First, Guterres needs to understand that most Americans who aren’t raging progressives don’t really care what he thinks of most things. In particular, the idea of a ban against certain people is hardly new, as many of his member states do just that to Jews. Further, Trump issued a moratorium rather than a ban, since it was only for 90 days, and the moratorium only covered seven countries, but whatever.
The thing Guterres needs to understand more than anything, however, is how backwards he has this.
“Islamophobia” would be defined as irrational distrust and fear of Muslims, when what we are seeing is a common-sense response to terror committed by Muslims and praised by Muslims. Very, very few people are responding in a bigoted manner.

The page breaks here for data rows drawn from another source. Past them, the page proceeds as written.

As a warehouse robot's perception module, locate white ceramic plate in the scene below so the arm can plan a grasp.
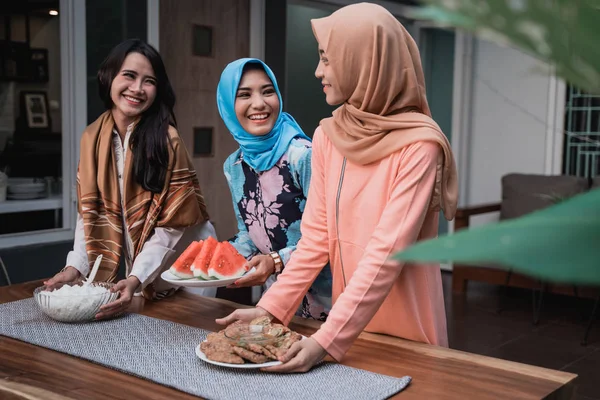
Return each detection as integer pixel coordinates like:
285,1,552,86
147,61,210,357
160,268,255,287
196,340,281,369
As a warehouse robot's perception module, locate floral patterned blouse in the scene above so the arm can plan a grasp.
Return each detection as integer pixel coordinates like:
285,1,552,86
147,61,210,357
223,138,332,321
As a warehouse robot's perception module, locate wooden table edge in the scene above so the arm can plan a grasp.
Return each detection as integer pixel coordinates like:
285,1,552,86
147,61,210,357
196,298,577,385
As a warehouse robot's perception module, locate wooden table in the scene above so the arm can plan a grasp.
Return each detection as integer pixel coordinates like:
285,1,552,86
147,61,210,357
0,282,576,400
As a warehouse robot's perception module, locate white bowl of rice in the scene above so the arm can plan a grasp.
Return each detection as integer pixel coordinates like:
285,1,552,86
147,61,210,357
33,282,119,322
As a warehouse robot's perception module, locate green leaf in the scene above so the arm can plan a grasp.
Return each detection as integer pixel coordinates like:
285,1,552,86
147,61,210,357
413,0,600,93
393,189,600,285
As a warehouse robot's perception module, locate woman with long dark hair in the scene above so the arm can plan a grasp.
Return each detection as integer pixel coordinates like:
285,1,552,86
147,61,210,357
45,39,216,318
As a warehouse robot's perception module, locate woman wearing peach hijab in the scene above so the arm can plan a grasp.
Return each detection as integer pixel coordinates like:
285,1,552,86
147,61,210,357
217,3,458,372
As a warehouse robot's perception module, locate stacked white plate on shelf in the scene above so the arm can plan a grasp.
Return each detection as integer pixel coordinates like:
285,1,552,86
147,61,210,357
6,178,48,200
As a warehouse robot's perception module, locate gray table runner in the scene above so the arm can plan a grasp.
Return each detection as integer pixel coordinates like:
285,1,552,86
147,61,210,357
0,299,411,400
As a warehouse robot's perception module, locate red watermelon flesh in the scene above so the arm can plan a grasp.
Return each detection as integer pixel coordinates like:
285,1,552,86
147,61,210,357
192,236,219,279
169,240,204,279
208,242,248,279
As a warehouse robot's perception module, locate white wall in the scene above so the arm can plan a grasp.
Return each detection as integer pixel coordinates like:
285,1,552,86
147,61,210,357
461,40,564,224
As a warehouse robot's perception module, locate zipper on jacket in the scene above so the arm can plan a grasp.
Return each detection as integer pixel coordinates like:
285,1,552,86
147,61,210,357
335,157,347,288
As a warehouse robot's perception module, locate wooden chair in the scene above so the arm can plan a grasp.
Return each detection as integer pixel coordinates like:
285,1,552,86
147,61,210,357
452,174,600,345
0,257,11,286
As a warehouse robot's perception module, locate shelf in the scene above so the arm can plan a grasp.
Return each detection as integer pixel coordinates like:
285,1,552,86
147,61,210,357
0,195,62,214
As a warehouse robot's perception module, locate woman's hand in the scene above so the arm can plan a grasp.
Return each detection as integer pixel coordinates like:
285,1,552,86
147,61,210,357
261,338,327,373
44,266,83,290
230,254,275,288
96,276,141,319
216,307,273,325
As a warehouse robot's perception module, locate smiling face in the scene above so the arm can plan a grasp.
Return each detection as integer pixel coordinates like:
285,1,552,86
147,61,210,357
110,53,156,122
234,68,279,136
315,49,346,106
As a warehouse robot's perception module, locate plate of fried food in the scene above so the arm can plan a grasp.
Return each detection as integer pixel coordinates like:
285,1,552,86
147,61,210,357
196,317,304,369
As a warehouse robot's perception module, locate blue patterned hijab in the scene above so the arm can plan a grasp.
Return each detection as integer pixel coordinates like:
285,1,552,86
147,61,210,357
217,58,310,171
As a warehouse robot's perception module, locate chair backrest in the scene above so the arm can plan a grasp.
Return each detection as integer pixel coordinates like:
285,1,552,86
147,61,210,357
500,174,588,219
0,256,11,286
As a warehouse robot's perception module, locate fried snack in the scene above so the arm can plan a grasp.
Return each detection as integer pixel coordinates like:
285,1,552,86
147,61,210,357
206,331,229,344
246,343,277,360
200,317,302,364
200,341,244,364
265,331,302,359
250,317,271,326
233,346,269,364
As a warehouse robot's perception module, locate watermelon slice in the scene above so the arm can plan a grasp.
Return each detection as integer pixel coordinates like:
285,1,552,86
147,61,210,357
169,240,204,279
208,242,248,279
191,236,219,279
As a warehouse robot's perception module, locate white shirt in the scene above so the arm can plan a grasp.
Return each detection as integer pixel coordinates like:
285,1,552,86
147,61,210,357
67,124,216,292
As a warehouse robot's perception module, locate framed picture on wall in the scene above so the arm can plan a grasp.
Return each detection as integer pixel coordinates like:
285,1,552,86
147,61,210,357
21,91,50,129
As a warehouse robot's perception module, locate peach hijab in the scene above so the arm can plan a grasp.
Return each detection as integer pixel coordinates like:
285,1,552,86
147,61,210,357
311,3,458,220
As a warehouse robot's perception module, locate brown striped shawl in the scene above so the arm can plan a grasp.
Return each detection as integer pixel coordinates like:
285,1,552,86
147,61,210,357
77,111,209,297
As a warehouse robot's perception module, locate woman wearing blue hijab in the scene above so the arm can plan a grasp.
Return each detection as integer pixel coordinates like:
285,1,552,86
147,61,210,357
217,58,331,320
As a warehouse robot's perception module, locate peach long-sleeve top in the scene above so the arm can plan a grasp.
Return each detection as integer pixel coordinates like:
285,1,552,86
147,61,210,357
257,128,448,361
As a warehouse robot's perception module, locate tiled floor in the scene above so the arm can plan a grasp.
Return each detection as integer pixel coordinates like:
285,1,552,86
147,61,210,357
443,272,600,400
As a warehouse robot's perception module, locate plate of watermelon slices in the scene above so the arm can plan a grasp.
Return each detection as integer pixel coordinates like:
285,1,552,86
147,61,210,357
160,237,254,287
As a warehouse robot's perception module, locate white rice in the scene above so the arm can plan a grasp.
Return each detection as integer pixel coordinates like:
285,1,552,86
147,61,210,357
40,285,108,318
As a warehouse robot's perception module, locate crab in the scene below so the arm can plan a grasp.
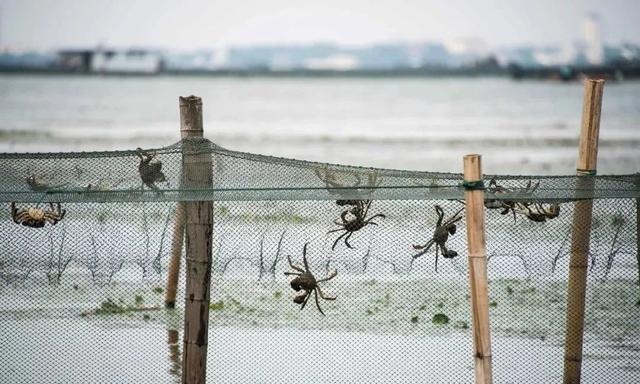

Discussions about Islam simply weren’t a thing pre-9/11 as a general rule, despite terrorism’s long assault on the West. Not in the United States, at least. Sure, there are exceptions to that, but as a rule, none of us really cared one way or another. Today, many people feel differently.
However, remarkably few of those people who feel differently did so as anything other than a reaction to watching thousands of people die live on their televisions back in 2001, or during any number of other attacks since then. We’ve been targeted, so we need to respond.
Whether “Islamophobia” creates terrorists or not, it’s perfectly clear that Islamic terror forced people to discuss how to stop, you know, Islamic terror.